Tomei consciência da existência de Nuno Palma (um professor português doutorado em Economia e radicado em Manchester) por via de uma indicação do meu amigo Guilherme Costa, quando reuníamos material para o livro que publicamos em maio passado (também com a terceira assinatura de Rui Moreira). Gostei do muito de estimulante que ouvi nesses podcasts, designadamente a propósito da história económica portuguesa e de alguns referenciais de leitura e pensamento menos ortodoxos que ali eram apresentados. Meses mais tarde, dei conta de uma polémica de que Nuno Palma foi feito protagonista involuntário na sequência da sua participação na Convenção do Movimento Europa e Liberdade e — lá está a questão das vulgatas! — da forma canhestra como uma deputada municipal de Lisboa traduziu a sua tese sobre o tratamento do analfabetismo no tempo do regime salazarista e seus resultados.
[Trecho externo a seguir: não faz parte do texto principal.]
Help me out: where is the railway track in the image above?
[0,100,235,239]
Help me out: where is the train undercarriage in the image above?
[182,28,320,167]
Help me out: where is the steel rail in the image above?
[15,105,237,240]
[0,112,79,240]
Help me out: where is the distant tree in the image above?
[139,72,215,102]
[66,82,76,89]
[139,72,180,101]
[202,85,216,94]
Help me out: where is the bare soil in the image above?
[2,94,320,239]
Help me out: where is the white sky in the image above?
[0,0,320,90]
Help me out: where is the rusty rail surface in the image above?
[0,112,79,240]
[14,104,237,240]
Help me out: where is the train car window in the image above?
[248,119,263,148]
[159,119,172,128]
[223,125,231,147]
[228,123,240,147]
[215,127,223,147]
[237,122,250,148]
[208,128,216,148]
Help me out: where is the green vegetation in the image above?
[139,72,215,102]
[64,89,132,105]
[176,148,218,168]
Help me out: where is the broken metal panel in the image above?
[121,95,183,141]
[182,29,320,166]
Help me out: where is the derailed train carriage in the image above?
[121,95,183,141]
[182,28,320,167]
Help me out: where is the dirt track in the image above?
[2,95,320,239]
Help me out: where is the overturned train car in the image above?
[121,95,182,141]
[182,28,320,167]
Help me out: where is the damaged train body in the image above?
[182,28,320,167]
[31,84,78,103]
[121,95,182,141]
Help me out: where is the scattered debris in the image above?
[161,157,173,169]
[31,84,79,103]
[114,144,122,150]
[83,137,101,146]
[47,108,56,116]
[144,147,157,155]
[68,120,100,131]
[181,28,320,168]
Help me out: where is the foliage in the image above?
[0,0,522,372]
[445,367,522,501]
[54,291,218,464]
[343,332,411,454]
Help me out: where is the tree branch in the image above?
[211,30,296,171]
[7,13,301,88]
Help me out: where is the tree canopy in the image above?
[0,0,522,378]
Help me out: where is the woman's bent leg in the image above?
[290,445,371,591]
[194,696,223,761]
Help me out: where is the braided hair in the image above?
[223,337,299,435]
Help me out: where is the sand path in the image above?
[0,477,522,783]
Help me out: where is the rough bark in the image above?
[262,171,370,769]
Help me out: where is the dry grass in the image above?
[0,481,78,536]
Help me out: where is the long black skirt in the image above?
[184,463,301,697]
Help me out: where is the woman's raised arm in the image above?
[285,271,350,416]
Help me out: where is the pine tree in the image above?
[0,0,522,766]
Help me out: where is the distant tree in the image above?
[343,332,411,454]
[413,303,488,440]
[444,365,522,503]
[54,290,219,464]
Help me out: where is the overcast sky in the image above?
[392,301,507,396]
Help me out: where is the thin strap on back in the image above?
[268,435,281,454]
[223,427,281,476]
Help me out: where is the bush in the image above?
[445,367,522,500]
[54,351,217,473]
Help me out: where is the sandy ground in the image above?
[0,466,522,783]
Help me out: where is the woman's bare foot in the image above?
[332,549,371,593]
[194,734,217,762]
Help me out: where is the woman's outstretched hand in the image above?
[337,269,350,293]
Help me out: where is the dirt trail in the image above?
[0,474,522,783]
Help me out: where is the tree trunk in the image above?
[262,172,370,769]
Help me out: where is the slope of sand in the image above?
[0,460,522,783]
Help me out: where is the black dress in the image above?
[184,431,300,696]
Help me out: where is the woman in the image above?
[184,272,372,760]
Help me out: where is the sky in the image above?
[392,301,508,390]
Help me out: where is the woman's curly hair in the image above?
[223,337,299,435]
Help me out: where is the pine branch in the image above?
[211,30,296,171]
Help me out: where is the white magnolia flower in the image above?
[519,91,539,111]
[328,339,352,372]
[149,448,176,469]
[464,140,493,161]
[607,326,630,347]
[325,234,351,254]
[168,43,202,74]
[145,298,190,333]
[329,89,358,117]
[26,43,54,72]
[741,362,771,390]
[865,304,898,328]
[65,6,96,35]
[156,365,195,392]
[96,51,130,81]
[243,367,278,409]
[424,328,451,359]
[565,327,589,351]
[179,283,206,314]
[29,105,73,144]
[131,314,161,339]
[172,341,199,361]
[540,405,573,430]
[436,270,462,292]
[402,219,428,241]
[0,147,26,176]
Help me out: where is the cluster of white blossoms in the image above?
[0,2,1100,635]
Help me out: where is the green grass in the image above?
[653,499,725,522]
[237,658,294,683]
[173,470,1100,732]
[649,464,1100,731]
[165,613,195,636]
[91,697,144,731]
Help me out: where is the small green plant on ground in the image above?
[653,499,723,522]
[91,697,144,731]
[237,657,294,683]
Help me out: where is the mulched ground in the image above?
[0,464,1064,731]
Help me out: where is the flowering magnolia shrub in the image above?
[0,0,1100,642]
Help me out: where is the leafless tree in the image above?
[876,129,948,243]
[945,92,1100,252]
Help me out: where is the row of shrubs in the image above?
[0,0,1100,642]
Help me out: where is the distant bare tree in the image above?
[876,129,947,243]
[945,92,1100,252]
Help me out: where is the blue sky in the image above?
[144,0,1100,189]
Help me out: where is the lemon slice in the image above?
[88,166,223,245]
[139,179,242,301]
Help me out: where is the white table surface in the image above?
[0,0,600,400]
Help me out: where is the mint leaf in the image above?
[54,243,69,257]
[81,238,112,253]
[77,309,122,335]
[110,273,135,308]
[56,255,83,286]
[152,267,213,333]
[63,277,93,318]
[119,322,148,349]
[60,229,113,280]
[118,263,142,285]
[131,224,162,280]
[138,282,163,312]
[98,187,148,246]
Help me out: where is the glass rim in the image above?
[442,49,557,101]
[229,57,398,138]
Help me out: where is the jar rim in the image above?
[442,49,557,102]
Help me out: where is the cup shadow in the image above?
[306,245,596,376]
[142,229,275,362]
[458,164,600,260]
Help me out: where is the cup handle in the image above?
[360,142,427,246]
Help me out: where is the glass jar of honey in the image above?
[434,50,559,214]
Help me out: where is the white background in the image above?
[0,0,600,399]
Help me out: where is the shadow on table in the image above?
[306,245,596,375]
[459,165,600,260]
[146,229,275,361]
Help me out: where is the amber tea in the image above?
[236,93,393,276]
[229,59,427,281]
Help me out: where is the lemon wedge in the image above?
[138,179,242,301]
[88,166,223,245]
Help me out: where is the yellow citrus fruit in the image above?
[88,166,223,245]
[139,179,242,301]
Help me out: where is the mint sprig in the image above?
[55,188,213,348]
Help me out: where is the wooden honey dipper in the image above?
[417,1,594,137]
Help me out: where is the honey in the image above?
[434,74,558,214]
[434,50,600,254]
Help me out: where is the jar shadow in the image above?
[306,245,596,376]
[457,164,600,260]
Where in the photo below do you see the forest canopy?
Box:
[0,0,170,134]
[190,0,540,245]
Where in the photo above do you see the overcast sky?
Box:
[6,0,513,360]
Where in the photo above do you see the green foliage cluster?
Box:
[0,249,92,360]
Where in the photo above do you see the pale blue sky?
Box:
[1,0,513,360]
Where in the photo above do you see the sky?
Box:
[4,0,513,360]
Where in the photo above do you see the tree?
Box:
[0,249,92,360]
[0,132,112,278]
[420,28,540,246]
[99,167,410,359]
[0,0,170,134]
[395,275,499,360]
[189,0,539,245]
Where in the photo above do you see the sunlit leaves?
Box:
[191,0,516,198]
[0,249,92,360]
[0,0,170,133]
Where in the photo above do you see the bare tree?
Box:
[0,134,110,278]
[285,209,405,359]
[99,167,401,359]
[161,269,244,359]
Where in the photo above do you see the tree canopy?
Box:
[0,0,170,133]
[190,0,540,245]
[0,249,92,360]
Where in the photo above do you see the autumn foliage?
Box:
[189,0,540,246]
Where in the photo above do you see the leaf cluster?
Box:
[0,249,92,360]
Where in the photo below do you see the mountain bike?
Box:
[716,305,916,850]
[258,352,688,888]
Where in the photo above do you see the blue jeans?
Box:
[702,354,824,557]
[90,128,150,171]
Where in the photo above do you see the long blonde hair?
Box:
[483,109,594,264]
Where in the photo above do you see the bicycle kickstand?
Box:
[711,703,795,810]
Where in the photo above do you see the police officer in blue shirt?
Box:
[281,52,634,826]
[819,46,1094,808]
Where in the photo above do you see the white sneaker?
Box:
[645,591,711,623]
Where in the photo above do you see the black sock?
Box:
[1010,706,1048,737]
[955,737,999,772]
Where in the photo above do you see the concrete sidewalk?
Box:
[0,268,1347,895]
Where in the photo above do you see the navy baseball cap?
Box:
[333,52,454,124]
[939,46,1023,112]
Folheava ontem digitalmente o “Sol” (agora pirosamente “Nascer do Sol”) quando por lá encontrei uma extensa entrevista, simultaneamente justificativa e afirmativa, do mesmo Nuno Palma, precisamente; li-a com interesse e prazer.
Nuno Palma faz algumas menções escusadas e provocatórias, talvez mesmo a roçarem o injustificadamente ofensivo, em relação a várias personalidades respeitáveis e mais ou menos consagradas da nossa praça pública (o que surge agravado pela chamada a primeira página de algumas das mais bombásticas, que não das mais sustentadas); além disso, evidencia manifestamente algum desligamento em relação à realidade portuguesa concreta (como quando se refere criticamente a António Araújo e escolhe nomes elogiáveis em círculo demasiado fechado ou como quando se pronuncia, desfasadamente e/ou de modo aprioristicamente rígido e desnecessariamente marcado em termos ideológico-partidários, sobre questões da nossa esfera política). Mas esses são detalhes no contexto de uma entrevista bem esgalhada na argumentação substantiva que faz ressaltar. Deixo alguns exemplos ilustrativos.
Importa ainda que aqui sublinhe quanto muitas das palavras e posições de Nuno Palma calaram fundo no íntimo pensante que evolutivamente se me vai impondo (e, ao que vou vendo, cujo sentido vai sendo crescentemente defendido em variados fóruns privados, embora quase sempre só desde que de garantida surdina pública), especialmente no tocante ao estado de coisas que atualmente marca Portugal e o exercício do poder nestas paragens lusitanas (da arrogância desligada e autoritária à cedência em valores essenciais, da mediocridade e incompetência à ausência de mínimos em termos de um urgente sentido de mudança). De facto, e certamente pela primeira vez na vida de uma forma tão pujante, deparo-me com dúvidas mais do que metódicas em relação a pessoas, organizações e escolhas que tinha por bem formadas, bem-intencionadas ou bem estruturadas e consolidadas/estabilizadas, respetivamente. Ora, a argumentação de Nuno Palma — que termina deste modo: “Insisto que o meu discurso não é nem nunca foi contra a esquerda. O meu discurso é a favor das instituições independentes, da liberdade, da democracia, da igualdade de oportunidades, da meritocracia, da ciência e do crescimento económico. Qualquer pessoa da esquerda moderada só pode concordar com tudo isto.” — ajudou a que o percecionasse de modo ainda mais límpido nesta pacífica manhã solheira de Domingo, razão para que daqui lhe manifeste o meu reconhecimento por isso. O resto é o que for, todos somos nós e a respetiva circunstância (sobretudo de percurso) e talvez daí não devamos fugir; mas não deixa de ser paradoxal e inquietante essa notória consciencialização do grau de deceção e desconcerto a que podemos ser conduzidos pelas práticas e obras viciadas que nos são em catadupa reveladas por uma observação esforçadamente assente em princípios pessoais básicos de participação e não alheamento — ah, como quase apetece apelar aos benefícios da alienação!